Primeiro foi a vez da francesa onde fomos recebidos pelo responsável pela nossa "ordem de soltura" e depois segui-se a portuguesa.

Não me lembro de ver no estrangeiro uma embaixada tão bonita como a portuguesa, sou sincero. Um edifício enorme, poderoso, certamente ainda do tempo colonial belga.

- "Vocês é que são os gajos que tavam na fronteira?!" - perguntou um musculado militar G.O.E., assim que estacionei à frente do portão da embaixada.

No interior, uma funcionária, uns quantos militares (talvez para garantir a segurança do Sr.
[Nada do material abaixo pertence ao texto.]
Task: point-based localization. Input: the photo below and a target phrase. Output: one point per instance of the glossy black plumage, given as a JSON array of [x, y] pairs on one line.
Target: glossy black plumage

Embaixador e dos seus funcionários) e um guarda local estavam na sala principal quando eu entrei.

Começei por agradecer o facto de terem "tomado conta do meu caso" mas não perdi a oportunidade de dizer que esperava mais apoio por parte da embaixada.

Vistas bem as coisas, como tive oportunidade de dizer pessoalmente aos funcionários, à secretária do embaixador e ao próprio embaixador, aquelas instituições, no meu ponto de vista, devem prestar total apoio aos cidadãos portugueses nos países estrangeiros; de outro modo não fazem sentido.
Mais do que "fazer diligências", como o Sr. Embaixador João Perestrelo disse que fizeram no meu caso,  penso que as embaixadas se devem preocupar com a situação dos seus compatriotas naquele país.
O que eu lamentava era a total falta de sensibilidade da parte dos funcionários que, sabendo que eu estava na fronteira, impedido de entrar em Angola ou na RDC durante dois dias, não tiveram o trabalho de me ligar para me informar o que estava a acontecer "nos bastidores", se me encontrava bem ou se precisava de alguma coisa.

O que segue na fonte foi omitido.